Wednesday, August 01, 2007

Constitutional Crisis

It's likely you didn't get the chance to watch Bill Moyers recent PBS installment on impeachment, but if you're interested -- and you should be -- you can still see in online. I say "unlikely" because there's just so much to try to keep track of that I wasn't even aware of it -- and I've been all over this issue since they invaded Iraq illegally --- until I was made aware through one of my email alerts from Freepress.org.

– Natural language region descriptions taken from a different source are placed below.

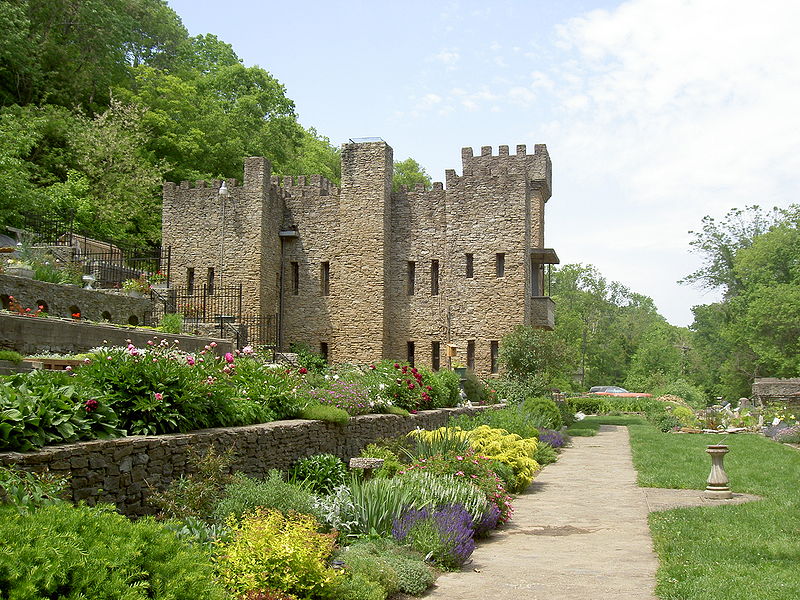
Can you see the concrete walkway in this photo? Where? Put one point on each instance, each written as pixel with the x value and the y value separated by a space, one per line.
pixel 579 532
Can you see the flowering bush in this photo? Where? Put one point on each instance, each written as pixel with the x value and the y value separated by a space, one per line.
pixel 473 468
pixel 272 551
pixel 446 534
pixel 351 396
pixel 554 438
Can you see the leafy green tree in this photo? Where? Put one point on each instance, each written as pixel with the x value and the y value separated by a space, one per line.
pixel 408 172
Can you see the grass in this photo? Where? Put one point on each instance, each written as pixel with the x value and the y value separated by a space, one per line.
pixel 742 552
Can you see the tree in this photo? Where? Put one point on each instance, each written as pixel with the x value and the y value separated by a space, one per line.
pixel 718 243
pixel 408 172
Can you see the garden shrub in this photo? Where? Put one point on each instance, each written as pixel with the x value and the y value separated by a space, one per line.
pixel 543 412
pixel 445 534
pixel 171 323
pixel 309 360
pixel 475 389
pixel 545 454
pixel 196 494
pixel 269 388
pixel 553 438
pixel 411 573
pixel 685 415
pixel 693 395
pixel 320 412
pixel 494 444
pixel 271 550
pixel 513 419
pixel 322 472
pixel 464 467
pixel 789 435
pixel 62 551
pixel 351 396
pixel 245 494
pixel 47 407
pixel 11 356
pixel 391 462
pixel 155 391
pixel 447 390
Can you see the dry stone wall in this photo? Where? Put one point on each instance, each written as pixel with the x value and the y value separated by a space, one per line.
pixel 60 300
pixel 123 471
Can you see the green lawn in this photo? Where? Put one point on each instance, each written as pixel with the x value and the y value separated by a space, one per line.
pixel 748 551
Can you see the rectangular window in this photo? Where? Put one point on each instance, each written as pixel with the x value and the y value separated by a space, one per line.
pixel 434 278
pixel 210 280
pixel 500 264
pixel 295 278
pixel 494 350
pixel 536 288
pixel 325 278
pixel 435 351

The thing that struck a cord for me was when The Nation's John Nichols said he doesn't believe Congressfolk understand the constitution, that it is their DUTY to check abuse of power and that impeachment is the appropriate tool. This must be the case because I think impeachment is such a "duh!" How can we be electing people to office, any office, who don't know the constitution backwards and forwards? But does that mean they must all be lawyers or law experts? What about people like Wellstone? And while we're at it, shouldn't they also be speed-readers so they can get through those 400-page amendments that are thrown in at the 11th hour to understand what it is they are voting on?

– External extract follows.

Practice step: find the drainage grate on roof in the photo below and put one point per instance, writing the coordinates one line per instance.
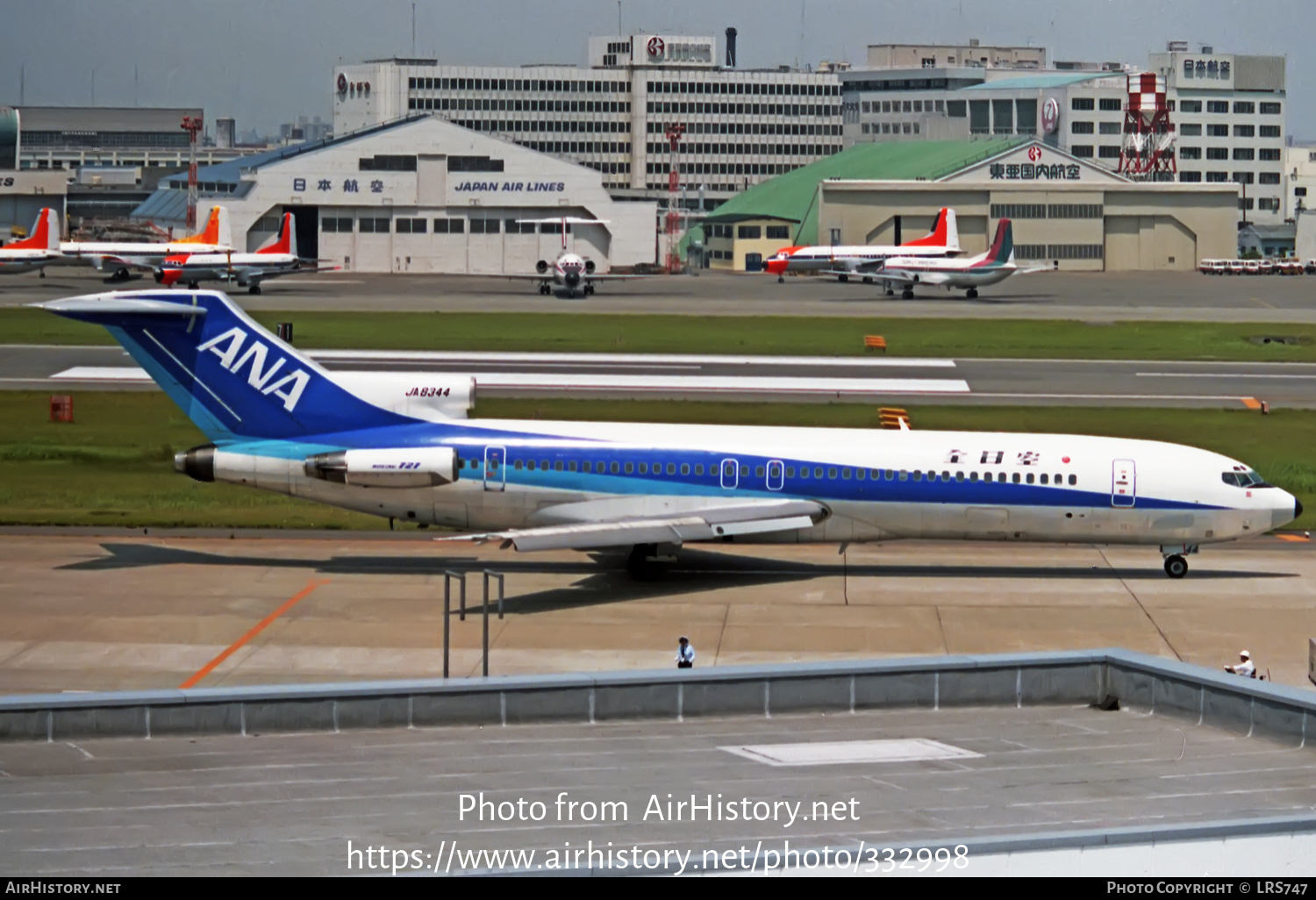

And I was infuriated to learn today that Congress is set to provide Bush with more wiretapping authority. Let's do the time warp again. This is from and ACLU email received today:

Bush lied by omission when he called on Congress to "modernize" FISA. In his Saturday radio address, he said, “this important law was written in 1978, and it addressed the technologies of that era. This law is badly out of date — and Congress must act to modernize it.”
What Bush conveniently failed to mention is that FISA has been updated more than 50 times since 1978, including multiple times since Bush was elected president, to keep up with changes in technology and the needs of the intelligence community. What President Bush is proposing is not an update or even a modernization — it’s a complete overhaul that will strip Americans of their rights.
The FISA “modernization” bill is actually an administration power grab — expanding the National Security Agency’s access to all of our international telephone and email communications — regardless of any known connection to terrorists. And the plan rubberstamps the illegal warrantless wiretapping program the Bush administration has been engaging in for the past six years.
The president is lying to the people, spinning his proposal as a modest reform to allow spying on calls from one foreigner to another foreigner. But the White House has repeatedly rejected bipartisan legislation to do just that. The administration won’t be satisfied until it’s torn down FISA’s sensible legal safeguards. President Bush wants to monitor every U.S. citizen’s calls and e-mails, without a warrant or any court oversight — whenever you call or e-mail with someone overseas.

I sent my email and made my phone calls. I was pretty worked up but the staff taking the calls were very professional.